Maybe the Bulls were looking ahead to a potentially weakened Cleveland team; maybe they thought being at home would be enough; maybe they figured their talent would eventually wear down the Bucks. So now they and we get to see who they are and what they are made of. They’ve had plenty of opportunities, get two days off now before Game 6 in Milwaukee, where the Bulls play to often friendly crowds with a strong northern Illinois influence. The Bucks have yet to accept, however, they are the foils.

Mayo got personal with the crowd as they were taunting him, offering his own obscene gesture that probably gets a fine. But it also showed the Bucks were hardly intimidated. They took a 52-49 halftime lead in a second quarter with Mayo and Butler jawing at one another and face to face often and drawing double technical fouls. The Bulls rose up a bit in trying to imitate the Bucks tactics by trying to strip the ball on the interior drives, though the Bucks kept driving and moving the ball as their coach once did as a star player.

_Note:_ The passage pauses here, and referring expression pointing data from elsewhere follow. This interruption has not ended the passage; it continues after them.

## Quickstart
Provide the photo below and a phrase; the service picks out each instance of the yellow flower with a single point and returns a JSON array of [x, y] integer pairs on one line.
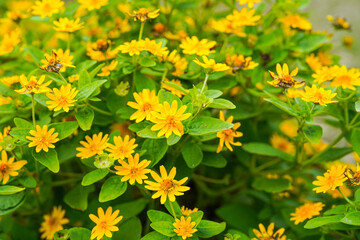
[[9, 42], [105, 71], [143, 14], [43, 138], [93, 146], [146, 103], [52, 223], [346, 78], [92, 4], [105, 223], [282, 144], [284, 79], [239, 62], [8, 167], [168, 119], [289, 127], [318, 95], [192, 46], [332, 179], [46, 8], [165, 185], [186, 211], [57, 62], [171, 89], [353, 176], [306, 211], [67, 25], [122, 148], [211, 64], [133, 170], [324, 74], [268, 234], [133, 47], [62, 98], [184, 228], [250, 3], [227, 136], [33, 85], [296, 21]]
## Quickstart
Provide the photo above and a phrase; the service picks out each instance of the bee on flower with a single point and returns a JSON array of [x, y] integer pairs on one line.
[[284, 79]]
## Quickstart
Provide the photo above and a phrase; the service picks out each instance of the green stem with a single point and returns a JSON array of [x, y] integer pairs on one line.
[[141, 30]]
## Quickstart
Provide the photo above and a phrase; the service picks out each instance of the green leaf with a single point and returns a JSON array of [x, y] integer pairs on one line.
[[64, 129], [321, 221], [78, 233], [271, 185], [207, 229], [352, 218], [206, 125], [158, 216], [165, 228], [94, 176], [88, 89], [112, 188], [85, 118], [9, 190], [192, 154], [313, 133], [267, 150], [155, 149], [222, 104], [77, 198], [48, 159], [142, 82]]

Noah seemed revived playing like he did last season on the boards and Gasol got going from the outside in the third quarter. The Bucks, nevertheless, pulled ahead 67-58 with Gasol screaming “defense!” at teammates. Carter-Williams went down with a sprained ankle in the third, but would return and be a major fourth quarter factor taking Rose to the basket.

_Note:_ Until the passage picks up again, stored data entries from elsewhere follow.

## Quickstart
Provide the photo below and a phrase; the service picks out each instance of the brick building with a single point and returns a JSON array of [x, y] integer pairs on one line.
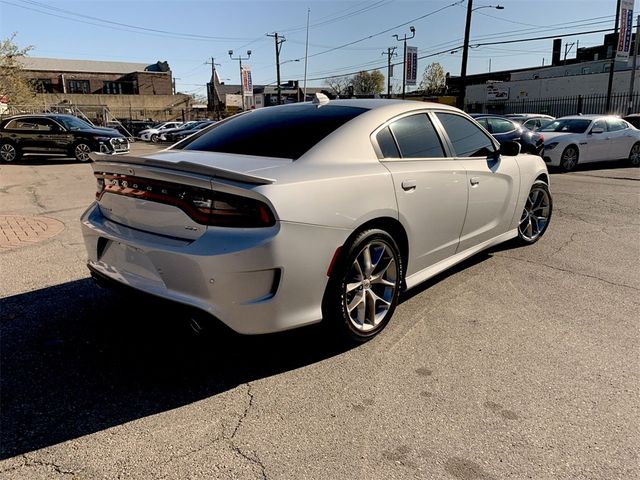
[[53, 75]]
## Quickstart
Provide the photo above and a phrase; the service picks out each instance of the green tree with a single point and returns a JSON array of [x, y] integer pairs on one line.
[[14, 86], [434, 81], [365, 83]]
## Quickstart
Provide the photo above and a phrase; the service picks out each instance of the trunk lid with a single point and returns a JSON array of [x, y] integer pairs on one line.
[[131, 187]]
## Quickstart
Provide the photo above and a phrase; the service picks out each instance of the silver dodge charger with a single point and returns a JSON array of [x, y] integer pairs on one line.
[[325, 210]]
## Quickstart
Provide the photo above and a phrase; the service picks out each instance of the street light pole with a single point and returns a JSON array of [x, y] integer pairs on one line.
[[404, 56], [465, 50], [240, 58], [279, 41]]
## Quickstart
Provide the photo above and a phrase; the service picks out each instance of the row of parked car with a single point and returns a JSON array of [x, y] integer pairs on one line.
[[171, 132], [564, 142]]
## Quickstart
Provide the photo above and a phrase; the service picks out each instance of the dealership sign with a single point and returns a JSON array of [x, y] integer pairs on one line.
[[247, 83], [411, 62], [497, 92], [624, 37]]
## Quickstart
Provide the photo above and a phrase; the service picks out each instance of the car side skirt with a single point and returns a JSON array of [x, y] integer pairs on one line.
[[419, 277]]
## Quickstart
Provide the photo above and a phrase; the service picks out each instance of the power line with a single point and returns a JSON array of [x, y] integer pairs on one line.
[[113, 24]]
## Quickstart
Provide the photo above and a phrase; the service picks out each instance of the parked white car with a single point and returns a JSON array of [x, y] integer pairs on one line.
[[589, 138], [287, 215], [153, 134]]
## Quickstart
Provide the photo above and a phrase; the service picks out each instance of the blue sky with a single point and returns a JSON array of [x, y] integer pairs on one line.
[[188, 33]]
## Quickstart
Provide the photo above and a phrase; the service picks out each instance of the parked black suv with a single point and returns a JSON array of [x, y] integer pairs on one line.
[[58, 134]]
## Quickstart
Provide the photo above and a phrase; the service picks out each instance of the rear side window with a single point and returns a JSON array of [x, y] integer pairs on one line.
[[287, 132], [416, 137], [387, 144], [616, 124], [467, 139]]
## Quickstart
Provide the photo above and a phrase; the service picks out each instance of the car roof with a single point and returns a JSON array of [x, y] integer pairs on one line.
[[585, 117]]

The Bulls paraded to the free throw line late in the third with the aggressive Bucks in the penalty. But the Bucks continued to answer playing their small shooters in Mayo, Dudley and Middleton and running the Bulls all over the court. The Bucks led 76-70 after three.

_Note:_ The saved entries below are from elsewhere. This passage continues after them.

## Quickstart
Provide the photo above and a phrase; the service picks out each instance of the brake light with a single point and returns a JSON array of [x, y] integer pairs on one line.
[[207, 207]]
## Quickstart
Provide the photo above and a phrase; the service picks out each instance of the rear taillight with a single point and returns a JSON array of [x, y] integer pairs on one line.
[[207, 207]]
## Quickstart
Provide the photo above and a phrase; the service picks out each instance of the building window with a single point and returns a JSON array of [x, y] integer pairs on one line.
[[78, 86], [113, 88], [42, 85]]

“Whenever they play their small bigs we have to find a way to get Pau or Jo or our bigs the ball so they can make a play inside the paint,” said Rose. “Whenever Jo is out there they are giving him a lot of room; they are helping. So he has to look at the basket and look to score the ball.”

Thibodeau went extensively with Snell and Nikola Mirotic in the fourth quarter; neither scored in a combined 20 minutes as Dunleavy sat and Gibson played just three minutes in a curiosity.

It seemed the Bulls might come back as Butler drew a foul on a jumper for a three-point play, signaling good as he lay on the floor and Noah followed that with a tip in to get the Bulls within 80-77 with 8:35 left. But stringy John Henson repeatedly beat Bulls to the boards for 10 fourth quarter rebounds. After the Bucks went back ahead 86-77, Rose hit a pair of jumpers and Gasol added another to bring the Bulls within 86-83 with 4:45 left. But Carter-Williams drove for a score.

“He got a lot of tough shots, shots he hit I tried not to foul,” said Rose. “I had my arms up and he kept banking it. It’s the first game he hit that many shots; tough shots, but he made it. So make an adjustment.”

Henson slammed in a miss and converted a layup around the Bulls for an eight-point lead with just over two minutes left.

The stunned home crowd began departing amidst a smattering of boos.

“I’ve never been in a position where when you are up 3-0 then you are up 3-2,” said Gasol. “When you have opportunities to close a series and put a team away you have to take advantage of it; we haven’t done that yet, so again it’s a challenge, a test for us to see how we are going to handle this and play in Game 6; it will be critical to see what we do in our next game.”